# abs removal



## nismosleeper (Jan 16, 2005)

Is it possible to remove the abs equipment underneath the hood and maintain safety? My ABS deos not work, and it just sits there being unfunctional and ugly, and I would like to remove it to clean things up under there, but there seems to be important lines and such. Any ideas?


----------



## Matt93SE (Sep 17, 2003)

remove the ABS computer, pump, all steel hard lines under the car and in engine bay, and master cylinder.
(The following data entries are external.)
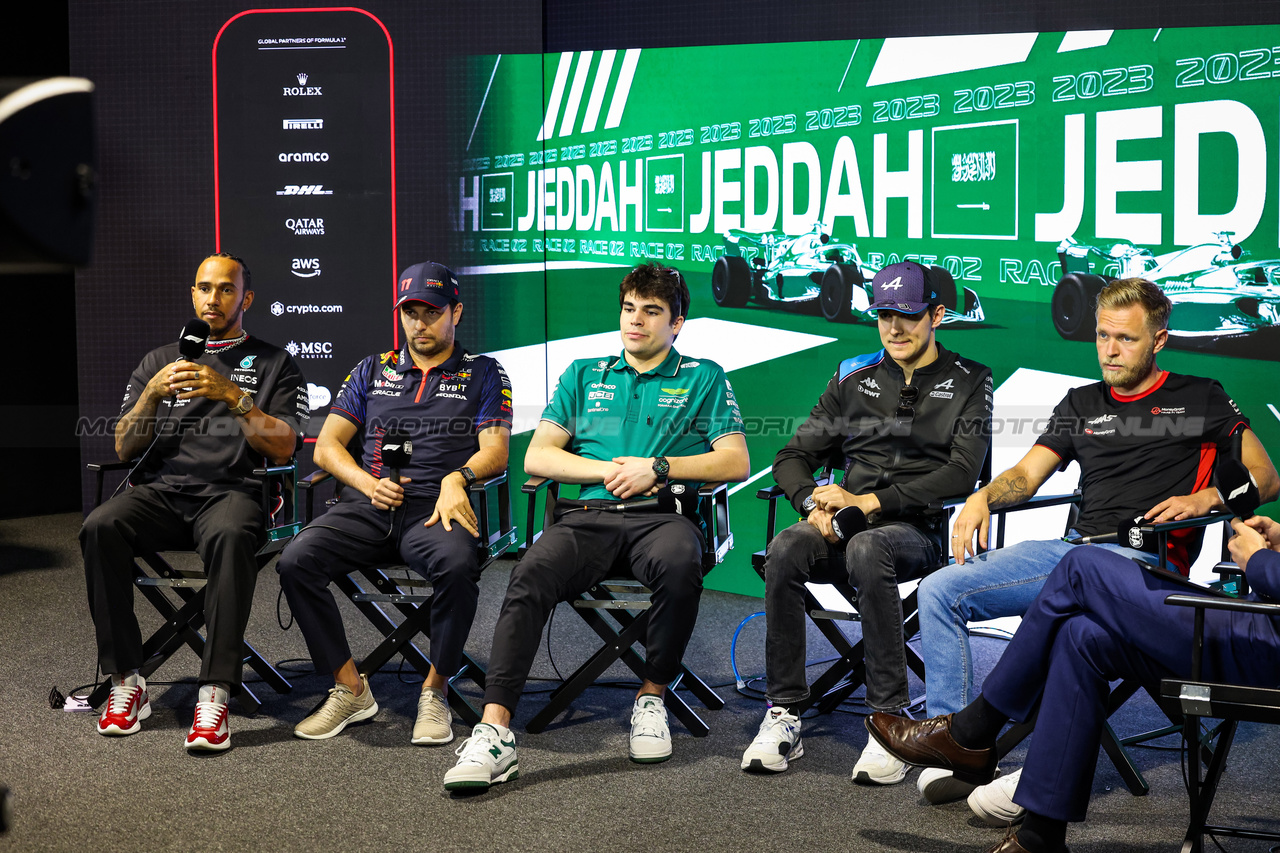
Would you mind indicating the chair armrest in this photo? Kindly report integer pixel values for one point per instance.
(100, 469)
(108, 466)
(1203, 602)
(489, 482)
(309, 484)
(1238, 605)
(531, 487)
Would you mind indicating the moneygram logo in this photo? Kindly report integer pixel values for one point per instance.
(304, 156)
(301, 89)
(318, 396)
(304, 190)
(302, 227)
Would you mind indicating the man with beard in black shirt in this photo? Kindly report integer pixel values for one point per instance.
(237, 406)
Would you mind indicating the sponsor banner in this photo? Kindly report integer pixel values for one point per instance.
(1010, 160)
(305, 186)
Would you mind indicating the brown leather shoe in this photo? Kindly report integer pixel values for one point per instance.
(1011, 845)
(928, 743)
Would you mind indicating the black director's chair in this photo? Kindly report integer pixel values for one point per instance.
(376, 587)
(848, 673)
(1232, 703)
(183, 605)
(626, 603)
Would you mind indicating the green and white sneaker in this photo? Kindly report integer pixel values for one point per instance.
(485, 758)
(650, 735)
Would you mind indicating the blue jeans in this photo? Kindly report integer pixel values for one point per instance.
(991, 585)
(874, 562)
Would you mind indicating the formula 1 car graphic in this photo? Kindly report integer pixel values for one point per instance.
(1215, 291)
(772, 267)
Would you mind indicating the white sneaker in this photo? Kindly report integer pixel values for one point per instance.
(434, 724)
(937, 787)
(209, 730)
(650, 735)
(484, 758)
(776, 743)
(877, 767)
(993, 802)
(127, 706)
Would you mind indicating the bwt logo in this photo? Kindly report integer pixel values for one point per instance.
(304, 190)
(310, 349)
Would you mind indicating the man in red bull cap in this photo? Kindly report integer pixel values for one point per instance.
(453, 407)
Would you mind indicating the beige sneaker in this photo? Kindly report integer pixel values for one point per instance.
(434, 724)
(338, 710)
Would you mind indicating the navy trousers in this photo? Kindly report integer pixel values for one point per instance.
(320, 553)
(1101, 617)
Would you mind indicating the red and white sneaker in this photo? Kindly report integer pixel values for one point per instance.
(209, 733)
(126, 708)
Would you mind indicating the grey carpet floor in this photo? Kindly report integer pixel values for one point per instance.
(370, 789)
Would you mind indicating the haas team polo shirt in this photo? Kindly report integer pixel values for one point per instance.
(677, 409)
(442, 410)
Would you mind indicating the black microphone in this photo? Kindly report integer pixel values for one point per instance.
(397, 450)
(1132, 533)
(192, 340)
(668, 498)
(848, 521)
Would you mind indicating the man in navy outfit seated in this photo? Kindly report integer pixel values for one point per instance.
(1098, 617)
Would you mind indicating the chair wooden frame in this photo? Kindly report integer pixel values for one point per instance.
(184, 615)
(626, 603)
(1232, 703)
(378, 585)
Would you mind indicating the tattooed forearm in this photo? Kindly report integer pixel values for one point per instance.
(1006, 489)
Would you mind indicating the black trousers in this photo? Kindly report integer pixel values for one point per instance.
(319, 555)
(225, 530)
(663, 551)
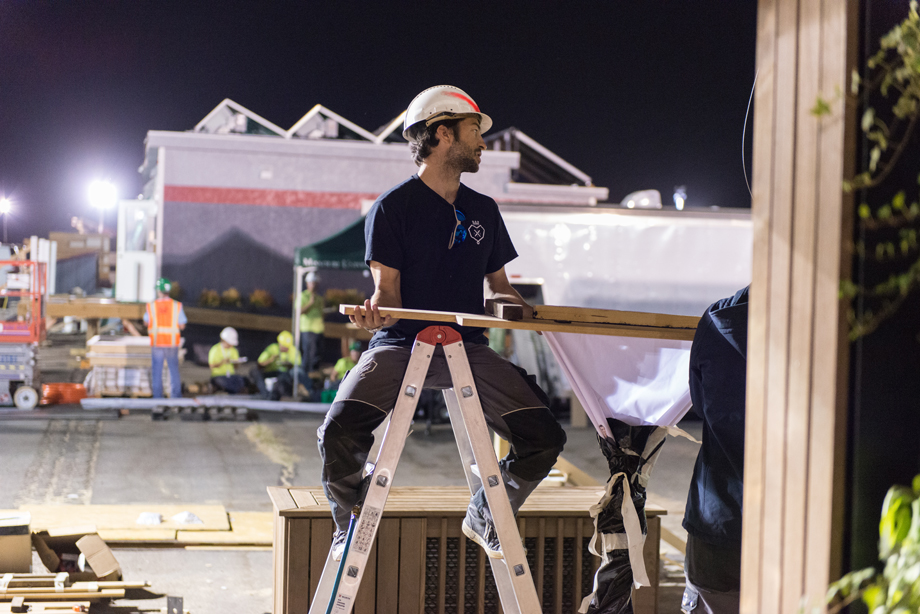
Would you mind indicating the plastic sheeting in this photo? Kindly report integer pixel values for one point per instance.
(634, 380)
(661, 261)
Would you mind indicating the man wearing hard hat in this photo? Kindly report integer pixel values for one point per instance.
(223, 358)
(277, 361)
(431, 241)
(165, 319)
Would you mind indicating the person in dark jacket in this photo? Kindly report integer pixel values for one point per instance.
(718, 366)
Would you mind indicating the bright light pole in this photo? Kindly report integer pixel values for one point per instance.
(102, 195)
(5, 206)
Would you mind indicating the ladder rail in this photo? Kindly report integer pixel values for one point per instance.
(516, 588)
(512, 573)
(354, 561)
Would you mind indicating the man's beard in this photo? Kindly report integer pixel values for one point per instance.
(462, 158)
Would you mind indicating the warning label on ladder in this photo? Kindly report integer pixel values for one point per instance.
(364, 535)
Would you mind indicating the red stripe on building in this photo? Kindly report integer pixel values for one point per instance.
(270, 198)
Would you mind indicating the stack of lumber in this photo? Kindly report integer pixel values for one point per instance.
(120, 366)
(27, 589)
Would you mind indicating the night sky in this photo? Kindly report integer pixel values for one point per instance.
(638, 95)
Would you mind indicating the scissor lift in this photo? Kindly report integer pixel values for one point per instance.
(22, 328)
(340, 581)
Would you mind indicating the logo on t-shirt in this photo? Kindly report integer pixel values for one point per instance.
(477, 232)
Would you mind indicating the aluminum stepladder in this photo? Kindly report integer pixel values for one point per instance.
(515, 585)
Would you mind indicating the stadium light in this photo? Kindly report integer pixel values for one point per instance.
(102, 195)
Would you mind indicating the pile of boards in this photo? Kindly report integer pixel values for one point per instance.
(120, 366)
(25, 592)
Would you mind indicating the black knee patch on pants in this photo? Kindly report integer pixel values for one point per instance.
(346, 437)
(536, 442)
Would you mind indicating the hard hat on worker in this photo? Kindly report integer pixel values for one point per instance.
(230, 335)
(439, 103)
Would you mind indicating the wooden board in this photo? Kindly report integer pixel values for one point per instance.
(483, 321)
(120, 517)
(453, 500)
(611, 316)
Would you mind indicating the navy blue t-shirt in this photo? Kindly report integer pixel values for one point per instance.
(409, 229)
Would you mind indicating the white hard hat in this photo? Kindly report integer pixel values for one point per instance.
(230, 335)
(442, 102)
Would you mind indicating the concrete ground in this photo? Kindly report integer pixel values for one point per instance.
(83, 458)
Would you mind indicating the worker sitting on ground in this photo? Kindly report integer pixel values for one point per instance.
(223, 358)
(278, 361)
(433, 243)
(345, 364)
(165, 318)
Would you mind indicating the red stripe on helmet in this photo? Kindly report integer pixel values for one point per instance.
(466, 98)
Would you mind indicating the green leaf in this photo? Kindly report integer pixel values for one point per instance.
(896, 519)
(868, 119)
(874, 596)
(822, 107)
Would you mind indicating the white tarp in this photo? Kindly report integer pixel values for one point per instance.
(638, 381)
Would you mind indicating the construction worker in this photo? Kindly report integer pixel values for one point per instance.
(276, 362)
(223, 358)
(165, 319)
(312, 327)
(431, 241)
(346, 363)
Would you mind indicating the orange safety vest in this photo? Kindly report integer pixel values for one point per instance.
(163, 328)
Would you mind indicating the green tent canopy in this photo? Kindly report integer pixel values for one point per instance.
(343, 250)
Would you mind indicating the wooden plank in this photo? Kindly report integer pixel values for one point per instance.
(388, 575)
(306, 498)
(410, 314)
(778, 293)
(279, 562)
(412, 566)
(319, 533)
(281, 498)
(557, 574)
(801, 306)
(121, 517)
(579, 561)
(827, 444)
(611, 316)
(94, 309)
(484, 321)
(611, 330)
(755, 414)
(539, 572)
(504, 311)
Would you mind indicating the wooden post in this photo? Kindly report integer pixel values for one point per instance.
(797, 356)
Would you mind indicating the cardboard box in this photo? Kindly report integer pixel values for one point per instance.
(15, 543)
(78, 551)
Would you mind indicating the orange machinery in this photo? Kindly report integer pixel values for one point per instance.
(22, 328)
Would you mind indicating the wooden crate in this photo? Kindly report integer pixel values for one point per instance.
(422, 563)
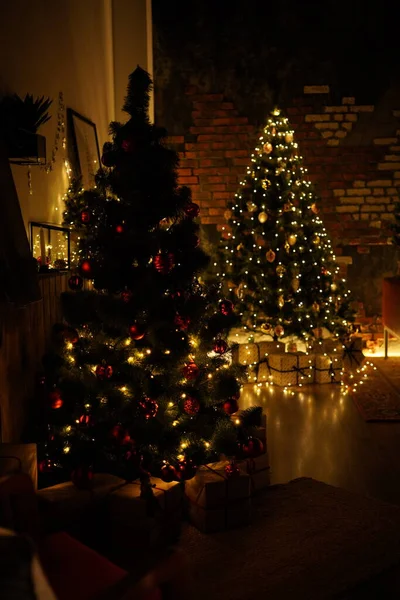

replace all parts with non-abs model.


----------



## nismosleeper (Jan 16, 2005)

Matt93SE said:


> remove the ABS computer, pump, all steel hard lines under the car and in engine bay, and master cylinder.
> 
> replace all parts with non-abs model.


Cool; thanks


----------



## Jeff92se (Jul 11, 2003)

So done yet?  



nismosleeper said:


> Cool; thanks


----------



## nismosleeper (Jan 16, 2005)

Jeff92se said:


> So done yet?


Um...no..still have a LOT of stuff to do. My vg tranny is toast, so I'm waiting on a fw and clutch and then I'll toss on a ve tranny, and then get the turbo stuff hooked up, the the abs removal maybe. It is going to be a PITA, but worth it; I assume ya'll already knew that though.....


----------



## sp3dymax (Sep 9, 2005)

Oh man I hate the ABS unit on our cars, terrible, really awful...
My first one leaked, the one from the junkyard leaked, the 3rd one is holding up but leaks still.. I HATE THE ABS UNIT


----------